中沢家の人々(84)

「大した荷物ではありません。段ボール箱が3つ程度です」
と、里美は申し訳なさそうに答えた。
「分かった、それじゃあ明日の午後2~3時までの間に品川のお前のアパートまで迎えに行くから」と、
水沢は心良く答えてくれた。
こうして里美と水沢は蒲田のアパートで同居する事となった。間取りは6畳と4畳半の二間で4畳ぐらいのキッチンも付いていて、男所帯にしては割と小綺麗にしていた。朋子のアパートよりは少しばかり狭い気もするが二人なら十分な広さだ。
水沢は6畳の一間を里美に使わせ、自分は4畳半の部屋で寝泊まりしていた。彼はとても紳士的で里美が恐れていた様な事は何も起こらなかった。

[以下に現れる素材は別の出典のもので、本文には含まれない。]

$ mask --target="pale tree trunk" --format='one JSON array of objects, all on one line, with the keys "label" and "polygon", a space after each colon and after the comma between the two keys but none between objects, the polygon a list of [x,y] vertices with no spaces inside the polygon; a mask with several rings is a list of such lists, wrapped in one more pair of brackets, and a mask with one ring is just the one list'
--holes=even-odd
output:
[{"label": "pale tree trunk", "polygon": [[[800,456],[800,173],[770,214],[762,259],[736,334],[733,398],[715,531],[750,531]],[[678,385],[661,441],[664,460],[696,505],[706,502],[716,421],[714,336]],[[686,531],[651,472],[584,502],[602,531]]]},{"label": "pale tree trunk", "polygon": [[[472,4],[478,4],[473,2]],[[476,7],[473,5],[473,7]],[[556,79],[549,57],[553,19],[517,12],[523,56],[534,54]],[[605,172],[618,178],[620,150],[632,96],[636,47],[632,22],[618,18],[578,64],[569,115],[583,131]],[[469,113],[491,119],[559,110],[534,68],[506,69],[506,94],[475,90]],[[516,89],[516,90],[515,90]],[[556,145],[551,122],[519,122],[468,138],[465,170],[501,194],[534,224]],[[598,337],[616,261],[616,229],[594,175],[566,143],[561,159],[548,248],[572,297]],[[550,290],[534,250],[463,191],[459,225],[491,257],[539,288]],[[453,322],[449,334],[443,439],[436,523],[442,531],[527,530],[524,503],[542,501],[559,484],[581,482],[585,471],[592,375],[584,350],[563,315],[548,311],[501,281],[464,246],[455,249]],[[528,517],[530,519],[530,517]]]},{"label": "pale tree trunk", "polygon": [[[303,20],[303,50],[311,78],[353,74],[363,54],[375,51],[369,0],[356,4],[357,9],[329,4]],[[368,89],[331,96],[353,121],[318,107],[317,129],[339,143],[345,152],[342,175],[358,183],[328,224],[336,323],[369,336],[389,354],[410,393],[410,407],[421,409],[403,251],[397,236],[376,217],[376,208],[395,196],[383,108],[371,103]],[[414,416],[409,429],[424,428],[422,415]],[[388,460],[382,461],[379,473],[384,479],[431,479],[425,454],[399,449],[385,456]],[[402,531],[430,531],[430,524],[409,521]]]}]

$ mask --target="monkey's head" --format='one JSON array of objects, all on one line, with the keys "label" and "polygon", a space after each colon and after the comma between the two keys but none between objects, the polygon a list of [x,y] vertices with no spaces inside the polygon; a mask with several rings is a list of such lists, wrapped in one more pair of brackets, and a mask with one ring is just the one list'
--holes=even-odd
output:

時々は里美が夕食や朝食を作る事もあったが、多くはスーパーの弁当や惣菜が多かった。こうして一か月以上は何事もなく教師と生徒の関係だけで時が流れた。里美は高校に今までと同じ様に通い続けた。彼女は相変わらず喫茶店のバイトもしていた。水沢のアパートに移った直ぐの5月に里美は20才の誕生日を迎えた。水沢は小さなバースデーケーキを用意してくれた。「先生はどうして私の誕生日を知っていたのですか?」
「な~に、お前の学籍簿を見ただけだよ」
「何だ、そう云う事だったのですか!…でも嬉しいです」
「折角の20才の誕生日なのに安月給の身だから何も出来ず、こんなケーキだけで悪いな!」
「いいえ、先生のそんな気持ちだけで十分です」
こうして師弟のささやかな誕生パーティーの夜は過ぎさった。
水沢のアパートに落ち着き、学校での生活も以前と変わりなく過ごす内に、新しい職場探しへの意欲も少しづつ薄れ日々の生活に慣れ毎日が淡々と流れて行った。
梅雨も明け切らない7月5日の土曜日、夜9時頃から雨が強く降り始めた。折り畳み傘は持っていたものの、学校帰りの里美はずぶ濡れになってアパートに何とか帰り着いた。
濡れた衣類は洗濯機に入れ、先ずはシャワーを浴びた。体を洗い流し人心地ついた所に水沢が帰って来る。里美はバスタオルで身体を被いながらサイダーを飲んでいた。
そこに水沢がまたずぶ濡れになって帰って来たのだ。
「あら、大変!…早くシャワーでも浴びなければ風邪を引いてしまうわ」
と、里美が急ぎ別のタオルを取りに立とうとした瞬間、彼女の身体を被っていたバスタオルが、その身体からすべり落ちてしまった。慌てて落ちたバスタオルを拾い上げ自分の身体を被い隠したが、その美しき裸体は水沢の目に否応(いやおう)なく飛び込んで来た。
もちろん水沢は何も見なかったかの様な顔はしていたが、心の動揺は隠せず靴を脱ぐ時に玄関の上がり框(かまち)で足を引っ掛け転倒し膝頭を強く打ってしまった。